One day I got a call back for an online website, which was also my first interview for a intern job within my field of study. I decided to accept the offer because of what the site stood for, it was right up my ally. Even though I wasn’t getting paid or even receiving credits, It was an opportunity to help me gain more experience. Two months later, I received my second call back and first in-person interview for an indie rock record label. I didn’t get it and I was content with that because I knew that internship wasn’t for me.
Meanwhile, still writing for the online site I continued looking for more experience. I received an email a few weeks later asking me to come to an interview for an internship with a major media and entertainment company. Initially, I forgot that I had even applied for the position because I applied to so many places. Long story short they offered me the position right on the spot. When I say I almost jumped out of my skin with joy, I felt like I was having an out of body experience.
As I journey through this experience, I am proud of myself everyday when I step into that office. Besides the obvious reasons, let me explain why I’m so proud of myself. I got this internship all on my own, found it on my own, applied for it, prepared myself and snagged it with no help or connects. It was offered to me right on the spot. That was important to me. Don’t get me wrong there is absolutely nothing wrong with getting help from others but I wanted to prove to myself that I could do it on my own. That all my years of schooling and all the work I’ve been putting in was not in vain. It was the confirmation I needed to answer all the questions I had asked myself when I was feeling defeated. I felt the internships that were being sent to me were kind of telling me “you can’t aim to high, start out small, then you can aim for the big leagues.” Personally my standards for what I was searching for far exceeded what was being offered to me but I refused to become complacent or conform.
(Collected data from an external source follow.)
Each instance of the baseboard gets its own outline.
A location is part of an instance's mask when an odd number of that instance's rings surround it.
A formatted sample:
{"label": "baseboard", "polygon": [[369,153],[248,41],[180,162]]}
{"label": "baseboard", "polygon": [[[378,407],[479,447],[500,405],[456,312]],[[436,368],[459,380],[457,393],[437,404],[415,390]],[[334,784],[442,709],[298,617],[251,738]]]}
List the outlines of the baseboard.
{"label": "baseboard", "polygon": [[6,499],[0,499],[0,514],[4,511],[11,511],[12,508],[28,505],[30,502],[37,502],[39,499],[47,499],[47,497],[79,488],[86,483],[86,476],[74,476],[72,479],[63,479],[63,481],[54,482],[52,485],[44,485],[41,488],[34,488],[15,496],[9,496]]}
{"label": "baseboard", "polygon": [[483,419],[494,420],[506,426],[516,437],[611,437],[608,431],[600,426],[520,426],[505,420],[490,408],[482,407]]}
Over the past few weeks my dreams appear more attainable and they’re more clear than ever before. Everything I think comes into fruition. I think it, speak it, believe it, pray on it, work towards it and the opportunities present themselves right before me. It’s amazing and quite overwhelming at times. Though it’s the start, those little opportunities have been guiding me down a new exciting path and has helped me to dream even bigger than I did before. When my imagination starts running wild I often think to myself “the things I dream of now are going to surpass anything that I can even imagine right now.” There’s power behind optimistic thoughts that we all possess if we choose to acknowledge and release them.
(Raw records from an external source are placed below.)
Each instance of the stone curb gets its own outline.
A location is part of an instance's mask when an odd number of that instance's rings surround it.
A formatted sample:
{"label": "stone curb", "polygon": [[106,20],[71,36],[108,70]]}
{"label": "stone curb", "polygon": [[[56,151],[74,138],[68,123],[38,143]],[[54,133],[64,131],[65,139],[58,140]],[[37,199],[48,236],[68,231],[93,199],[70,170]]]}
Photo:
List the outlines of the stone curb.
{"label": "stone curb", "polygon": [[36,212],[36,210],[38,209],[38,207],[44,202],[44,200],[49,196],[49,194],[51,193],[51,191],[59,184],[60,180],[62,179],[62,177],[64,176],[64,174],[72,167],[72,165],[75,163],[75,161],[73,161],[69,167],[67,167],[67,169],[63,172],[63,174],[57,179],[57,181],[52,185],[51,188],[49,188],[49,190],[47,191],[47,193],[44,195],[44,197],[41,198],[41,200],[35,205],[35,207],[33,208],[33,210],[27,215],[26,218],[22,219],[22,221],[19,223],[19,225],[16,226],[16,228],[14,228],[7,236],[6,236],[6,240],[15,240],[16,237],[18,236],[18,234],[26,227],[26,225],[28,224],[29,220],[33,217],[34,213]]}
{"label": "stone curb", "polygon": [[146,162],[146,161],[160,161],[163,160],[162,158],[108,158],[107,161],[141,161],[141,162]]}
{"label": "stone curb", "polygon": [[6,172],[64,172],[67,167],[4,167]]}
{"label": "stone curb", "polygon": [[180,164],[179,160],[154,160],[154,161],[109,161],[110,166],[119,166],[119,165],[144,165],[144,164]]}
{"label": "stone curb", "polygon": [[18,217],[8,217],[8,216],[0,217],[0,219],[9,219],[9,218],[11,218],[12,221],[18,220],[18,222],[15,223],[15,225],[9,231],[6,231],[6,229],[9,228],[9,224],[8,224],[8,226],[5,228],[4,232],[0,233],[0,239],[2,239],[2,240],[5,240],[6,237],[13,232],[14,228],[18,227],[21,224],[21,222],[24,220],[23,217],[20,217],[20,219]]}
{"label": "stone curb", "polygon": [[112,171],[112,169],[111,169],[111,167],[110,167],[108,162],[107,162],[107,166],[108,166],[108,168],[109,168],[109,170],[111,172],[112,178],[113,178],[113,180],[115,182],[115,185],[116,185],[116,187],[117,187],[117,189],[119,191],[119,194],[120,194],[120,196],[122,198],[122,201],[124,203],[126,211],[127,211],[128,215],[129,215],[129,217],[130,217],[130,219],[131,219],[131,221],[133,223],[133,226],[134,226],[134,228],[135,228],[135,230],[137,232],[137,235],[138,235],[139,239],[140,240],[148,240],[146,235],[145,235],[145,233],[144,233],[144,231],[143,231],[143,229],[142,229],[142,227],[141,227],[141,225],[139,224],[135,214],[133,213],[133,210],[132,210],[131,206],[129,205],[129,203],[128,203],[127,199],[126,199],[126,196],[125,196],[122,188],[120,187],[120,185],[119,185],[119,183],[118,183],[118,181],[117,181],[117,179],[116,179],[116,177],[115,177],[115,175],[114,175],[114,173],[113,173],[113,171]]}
Recently, I read J.Cole’s letter for the fifth year anniversary of his mixtape, The Warm Up. His letter really resonated with me and is what inspired me to write this. Just as he wrote I to am grateful for the progress that I’ve made thus far still I’m not satisfied and I want more. I know that I am destined for greatness and there’s so much more work to be done.
My mantra has become what’s for you is for you and the doors that God opens for you no man can shut. This has been teaching me patience and to trust God’s timing. I know that things won’t always go as planned but I will continue to follow where my passion leads.